I know the steel case well because my company is a target. Our firm was started 52 years ago in Monterrey by my father. In the beginning, we had just 10 employees. Now we have 7,200, including about 700 in the United States, where we have factories in Houston and Poplar Bluff, Mo. We're proud of building a family-owned business in Mexico in the face of global competition, and, on a recent trip to the US, I was surprised and pleased that so many Hispanic-Americans are proud of our accomplishments as well.
Among other steel products, we make reinforcing bar, or "rebar," a key ingredient in construction. Some 89 percent of the rebar used in the US is manufactured in the US; imports from Mexico constitute just 4 percent.
Counting all steel products, trade statistics show that the US in 2013 ran a surplus with Mexico of about 1 million tons. Another way of saying this is that Mexicans bought $2.7 billion more US-produced steel than Americans bought Mexican-produced steel.
You would think, then, that US steel producers would be pretty happy. They've got a big surplus, and they control about nine-tenths of the rebar market. Instead, they have filed a complaint with the US International Trade Commission claiming that we are "dumping" - or selling steel at too low a price in the United States.

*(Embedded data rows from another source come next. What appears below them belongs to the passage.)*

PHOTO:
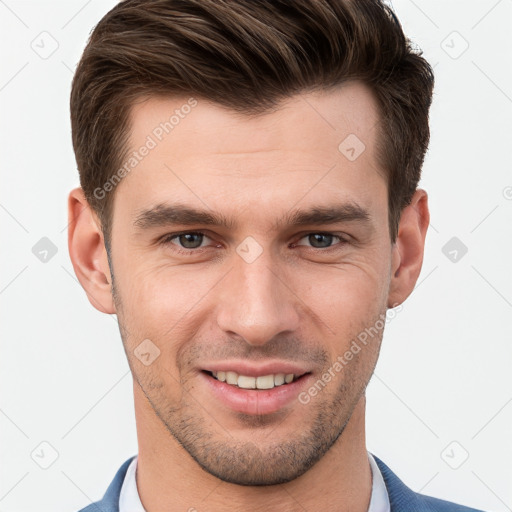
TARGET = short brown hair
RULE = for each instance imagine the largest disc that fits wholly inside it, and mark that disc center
(247, 55)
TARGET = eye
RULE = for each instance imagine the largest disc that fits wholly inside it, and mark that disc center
(186, 242)
(322, 240)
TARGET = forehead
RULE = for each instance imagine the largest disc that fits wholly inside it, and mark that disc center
(315, 147)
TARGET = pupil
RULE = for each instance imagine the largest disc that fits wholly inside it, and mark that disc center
(188, 243)
(317, 237)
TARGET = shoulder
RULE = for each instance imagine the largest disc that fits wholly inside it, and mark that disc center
(403, 499)
(110, 500)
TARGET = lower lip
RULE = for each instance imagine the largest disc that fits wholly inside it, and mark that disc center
(255, 401)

Forget for a second the weirdness of a complaint that something is being sold too cheaply to America's homebuilders and commercial real estate developers. (Wouldn't lower prices for materials mean that more Americans can afford new homes and thus more homes would get built and more construction workers employed?)
Forget also that the claim itself does not come close to meeting the standards for an anti-dumping case.

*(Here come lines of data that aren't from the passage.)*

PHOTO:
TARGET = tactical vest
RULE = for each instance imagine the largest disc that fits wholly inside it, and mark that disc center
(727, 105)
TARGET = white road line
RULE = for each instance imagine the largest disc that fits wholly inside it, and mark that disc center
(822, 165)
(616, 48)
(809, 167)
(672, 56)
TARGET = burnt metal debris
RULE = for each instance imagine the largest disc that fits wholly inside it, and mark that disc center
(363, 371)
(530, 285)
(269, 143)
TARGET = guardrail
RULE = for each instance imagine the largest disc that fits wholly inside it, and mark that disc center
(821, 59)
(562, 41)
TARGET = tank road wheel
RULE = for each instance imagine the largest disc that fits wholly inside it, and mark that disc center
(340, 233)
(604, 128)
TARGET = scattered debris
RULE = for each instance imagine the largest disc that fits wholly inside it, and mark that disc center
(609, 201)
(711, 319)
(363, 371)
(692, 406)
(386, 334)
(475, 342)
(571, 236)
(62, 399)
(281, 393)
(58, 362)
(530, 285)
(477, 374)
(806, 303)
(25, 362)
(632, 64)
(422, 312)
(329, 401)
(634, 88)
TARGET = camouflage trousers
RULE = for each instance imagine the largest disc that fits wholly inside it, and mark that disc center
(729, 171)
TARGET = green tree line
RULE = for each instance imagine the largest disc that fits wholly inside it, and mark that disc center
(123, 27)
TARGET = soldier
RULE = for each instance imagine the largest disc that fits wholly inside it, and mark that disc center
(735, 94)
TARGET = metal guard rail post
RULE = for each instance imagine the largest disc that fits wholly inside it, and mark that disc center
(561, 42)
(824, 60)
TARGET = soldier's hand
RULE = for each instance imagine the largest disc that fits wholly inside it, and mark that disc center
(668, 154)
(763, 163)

What is truly outrageous is the way the dumping claim violates the spirit of US-Mexican cooperation at the heart of our bipartisan free trade agreement, which was conceived in a Republican administration and enacted in a Democratic one.

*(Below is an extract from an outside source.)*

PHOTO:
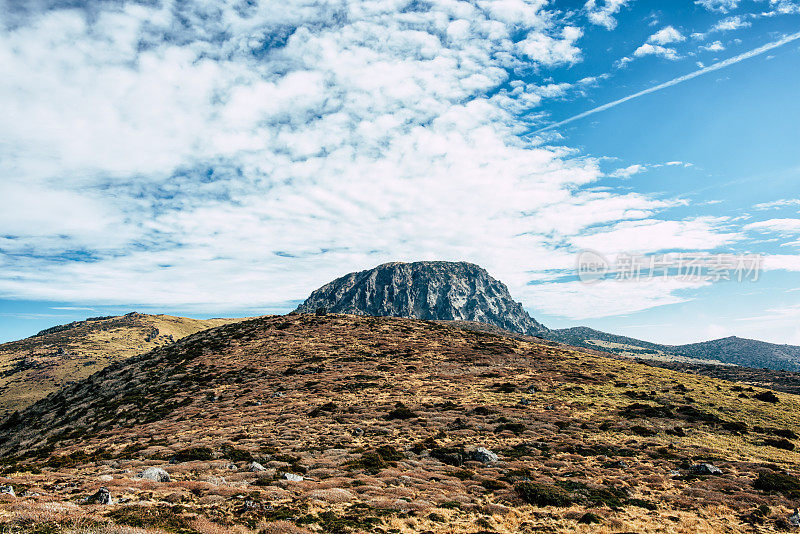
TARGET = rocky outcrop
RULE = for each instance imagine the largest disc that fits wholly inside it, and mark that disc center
(432, 290)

My company will have to spend thousands, and probably millions, of dollars to defend itself against this specious action. In the end, many Mexicans may lose their jobs - all because some companies want more than the 89 percent market share they already have.
Perhaps these US companies should not be blamed. For them, it is only business. But for America's policy makers - and America's citizens as a whole - the relationship with Mexico, which has national security, cultural and even moral implications, should be much more.
That is why I was particularly dismayed by a letter that was sent recently to US Commerce Secretary Penny Pritzker by 31 US senators, including many who have been strong proponents of free trade, such as Republican Sens. John Cornyn of Texas and Dan Coats of Indiana, home of Purdue University, where my five brothers and I got our degrees. And I frankly could not believe my eyes when I saw Sen. Rob Portman, R-Ohio, a former US trade representative and free-market advocate, among the signers.
The letter backed the US companies, stating, "It is essential that we do everything that we can to prevent unfairly traded imports from negatively impacting good-paying American jobs, especially in these challenging times." The claim of unfairness is not only flat wrong; it is extremely short-sighted.
Steel represents 40 percent of the dumping cases before the International Trade Commission. That is, as a US Commerce Department official said last week, "too many cases." Certainly, there will be disagreements, but the way to resolve them is not through the nuclear bomb of dumping actions but rather through negotiations between friends and partners.
And steel is not alone. In late March, US sugar companies filed a petition asking for duties on Mexican sugar because they are allegedly selling their product at too low a price. No wonder, the Financial Times said the other day that the US actions "have led to a flare-up in trade tensions between the North American neighbors."
There is a simple way to douse the flames. Let's sit down and settle our differences. Let's talk first and litigate only in extreme cases. The Mexican rebar industry is willing to find common ground with US producers and the US government. This approach - which would result in what is called a "suspension agreement," or a deal satisfying both sides - is far less destructive to the US-Mexican relationship than dumping actions.